Ее не покидало ощущение, что они там, за стенами, неподвижно застыли, распластались, но готовы дрогнуть, закопошиться.
Она не шевелилась. И все кругом — дом, улица, — казалось, одобряло ее, казалось, видело в этой неподвижности что-то естественное.
Становилось совершенно ясно, — стоило только отворить дверь на лестницу, погруженную в беспощадный, безликий и бесцветный покой, на лестницу, где были начисто стерты следы людей, которые по ней ходили, где не было даже воспоминания о них, стоило только встать у окна в столовой и бросить взгляд на фасады домов, на магазины, на старух и детей, шедших по улице, — становилось совершенно ясно, что нужно возможно дольше ждать, хранить неподвижность, бездействовать, не шевелиться, что подлинный ум, что высшая мудрость проявляется именно в том, чтобы ничего не предпринимать, возможно меньше двигаться, бездействовать.
В самом крайнем случае можно было, стараясь никого не разбудить и не обращая внимания на сумрачную мертвую лестницу, спуститься вниз, смиренно пойти куда глаза глядят, без всякой цели, вдоль тротуаров, вдоль стен, просто чтобы подышать, размять ноги, а потом вернуться домой, сесть на краешек кровати и снова ждать, сжавшись в комочек, недвижно.
Тропизм XI
Она раскусила секрет. Она пронюхала, где таится то, что должно быть для каждого подлинным сокровищем. Она узнала «масштаб ценностей».
Что ей были теперь разговоры о модных шляпках или тканях от Ремона! Она глубоко презирала тупоносую обувь.
Как мокрица, она незаметно проползла к ним и исподтишка выведала «истину истин», как кошка, которая облизывается и жмурит глаза, обнаружив горшочек со сливками.
Теперь она знала. И держалась за свое. Не оторвешь. Она слушала, впитывала, прожорливая, вожделеющая и ожесточенная. Ничто из того, чем обладали они, не должно было от нее ускользнуть: картинные галереи, новые книги, все, до единой… Она была в курсе всего. Она начала с «Анналов», теперь подбиралась к Андре Жиду, и недалек был день, когда она станет, вперив буравящий алчный взор, что-то записывать на заседаниях «Союза в защиту Истины».
Она рыскала по всему этому, везде вынюхивала, все ощупывала своими пальцами с квадратными ногтями; стоило кому-нибудь коснуться этого в разговоре, глаза ее загорались, она жадно тянула шею.
Им она внушала несказанное отвращение. Спрятать от нее все это, — скорее, пока она не пронюхала! — укрыть, оградить от ее грязных прикосновений… Но разве ее проведешь? Ей все известно. Разве от нее утаишь Шартрский собор? Она о нем знает все. Она читала, что думал о нем Пеги.
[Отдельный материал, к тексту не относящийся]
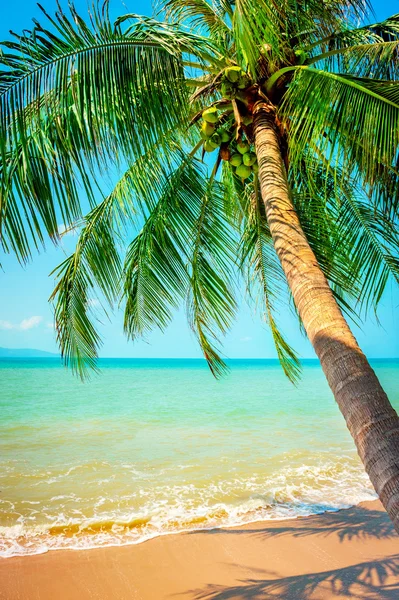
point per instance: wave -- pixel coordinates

Как бы укромны ни были тайники, как бы тщательно ни были запрятаны сокровища, она рылась в них своими загребущими руками. Вся «интеллектуальность» полностью. Ей она была необходима. Для себя. Для себя, ибо она теперь познала истинную цену вещей. И ей была необходима «интеллектуальность».
И таких, как она, было много — изголодавшихся и беспощадных паразитов, пиявок, присосавшихся к выходящим статьям, слизняков, налипших повсюду, мусоливших страницы Рембо, тянувших сок из Малларме, передававших из рук в руки «Улисса» или «Заметки Мальте Лауридис Бригге», марая их своим гнусным пониманием.
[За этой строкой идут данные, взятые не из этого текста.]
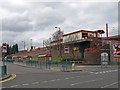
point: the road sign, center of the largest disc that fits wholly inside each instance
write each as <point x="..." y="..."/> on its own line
<point x="4" y="49"/>
<point x="66" y="49"/>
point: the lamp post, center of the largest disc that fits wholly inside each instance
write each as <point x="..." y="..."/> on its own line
<point x="24" y="46"/>
<point x="59" y="43"/>
<point x="31" y="44"/>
«Это изумительно!» — восклицала она и с искренним воодушевлением таращила глаза, зажигая в них «искру божью».
Тропизм XVI
Теперь они были стары и ни на что не годны, «как старая мебель, которая долго была в употреблении, послужила верой и правдой, а теперь отжила свой век». И только иногда (у них это была форма кокетства) они испускали какой-то сухой вздох, полный смирения и умиротворенности, напоминавший потрескивание.
Теплыми весенними вечерами они отправлялись вдвоем немного пройтись, — «теперь, когда молодость позади и страсти отпылали», — они отправлялись пройтись не спеша, «подышать перед сном свежим воздухом», посидеть в кафе, поболтать четверть часика.
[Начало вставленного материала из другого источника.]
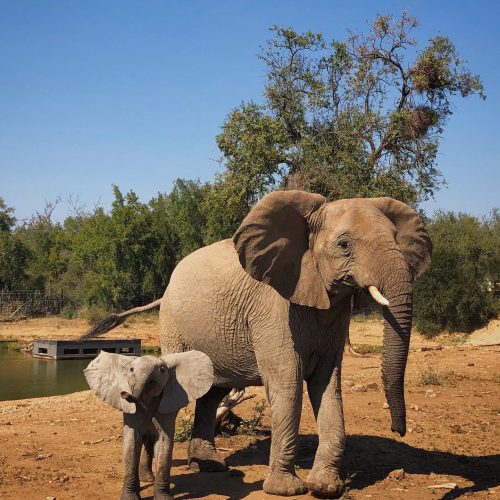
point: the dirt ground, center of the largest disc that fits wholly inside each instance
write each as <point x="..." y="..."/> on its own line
<point x="70" y="446"/>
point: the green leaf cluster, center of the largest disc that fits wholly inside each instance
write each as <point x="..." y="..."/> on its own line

Долго, с нескончаемыми предосторожностями, они выбирали укромный уголок («Не здесь — здесь сквозит, нет, не там — это слишком близко к уборной»), усаживались («Ох уж эти старые кости, стареем, стареем. Ох! Ох!») и издавали свое потрескивание. Свет в зале был мутный и холодный, официанты двигались чересчур быстро, вид у них был грубоватый, равнодушный, зеркала безжалостно отражали морщинистые лица, моргающие глаза.